My longest “campaign” was circa 1994 to 2000. Call it 6 years. It was a Fantasy Hero campaign, set in the Forgotten Realms, and featured a minimum of 3 characters per players. (The “parties” varied, and we switched back and forth. So it wasn’t simply 3 parties.) The whole thing was so episodic, that I hesitate to call it a campaign. Furthermore, we morphed rules substantially at least twice, ending with a hybrid that was not full FH.
Our typical campaigns are from 2 to 3 years, with each year including about 12-14 sessions.
“I’ve definitely never seen any GMing advice on running a campaign that follows that kind of structure (multiple stories that turn out to be related, assuming I’m understanding you correctly now), and I’ve never run a game like that myself. It sounds like a daunting task, actually — probably a lot of fun, but tough.”
It’s not hard at all for a GM that prefers to set up locations and characters, with some default situation to keep things moving, and then has the NPCs react to whatever the players do. Think Soap Opera, where you keep using the same places (or similar places) and recurring NPCs. Or put another way, the locations and characters are such that being affected in any way can’t help but have ramifications.

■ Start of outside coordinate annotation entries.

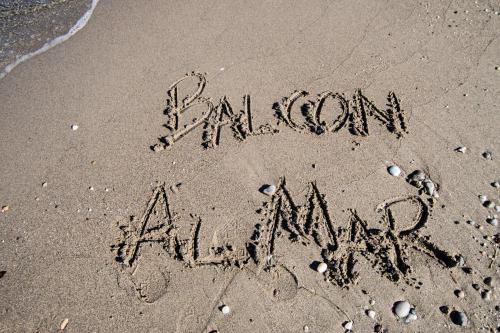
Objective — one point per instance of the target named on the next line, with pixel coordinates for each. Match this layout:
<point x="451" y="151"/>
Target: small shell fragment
<point x="225" y="310"/>
<point x="401" y="309"/>
<point x="394" y="170"/>
<point x="64" y="323"/>
<point x="488" y="155"/>
<point x="371" y="314"/>
<point x="348" y="325"/>
<point x="322" y="267"/>
<point x="268" y="189"/>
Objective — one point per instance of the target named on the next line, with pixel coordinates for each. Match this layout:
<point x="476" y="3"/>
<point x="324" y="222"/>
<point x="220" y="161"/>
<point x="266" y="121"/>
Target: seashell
<point x="322" y="267"/>
<point x="225" y="310"/>
<point x="401" y="309"/>
<point x="394" y="170"/>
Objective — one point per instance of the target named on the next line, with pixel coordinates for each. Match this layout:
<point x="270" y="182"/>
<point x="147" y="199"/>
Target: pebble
<point x="444" y="309"/>
<point x="488" y="281"/>
<point x="486" y="295"/>
<point x="488" y="155"/>
<point x="64" y="323"/>
<point x="429" y="187"/>
<point x="371" y="314"/>
<point x="348" y="325"/>
<point x="489" y="204"/>
<point x="412" y="316"/>
<point x="226" y="310"/>
<point x="402" y="309"/>
<point x="493" y="221"/>
<point x="417" y="176"/>
<point x="458" y="318"/>
<point x="394" y="170"/>
<point x="269" y="189"/>
<point x="322" y="267"/>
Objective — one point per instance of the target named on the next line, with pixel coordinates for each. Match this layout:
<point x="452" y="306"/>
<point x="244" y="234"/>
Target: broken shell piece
<point x="394" y="170"/>
<point x="268" y="189"/>
<point x="64" y="323"/>
<point x="371" y="314"/>
<point x="429" y="187"/>
<point x="225" y="310"/>
<point x="348" y="325"/>
<point x="488" y="155"/>
<point x="401" y="309"/>
<point x="492" y="221"/>
<point x="322" y="267"/>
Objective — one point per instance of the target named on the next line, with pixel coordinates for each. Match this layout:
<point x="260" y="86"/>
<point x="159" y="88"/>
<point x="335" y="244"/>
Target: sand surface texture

If you have that, you only need one more ingredient: Make the players have more than one character (and I don’t mean Bob 1, Bob 2, etc). To continue the Star Wars example, assume that in a game, Han and Lando were played by the same person. Everything else flows naturally from there. When three PCs A, B, and C steal the scepter from the king–not only are they now sneaking around trying to figure out how to safely fence it, but every other character is putting up with the inconvenience of the increased guard patrols, being questioned about suspicious activities, etc.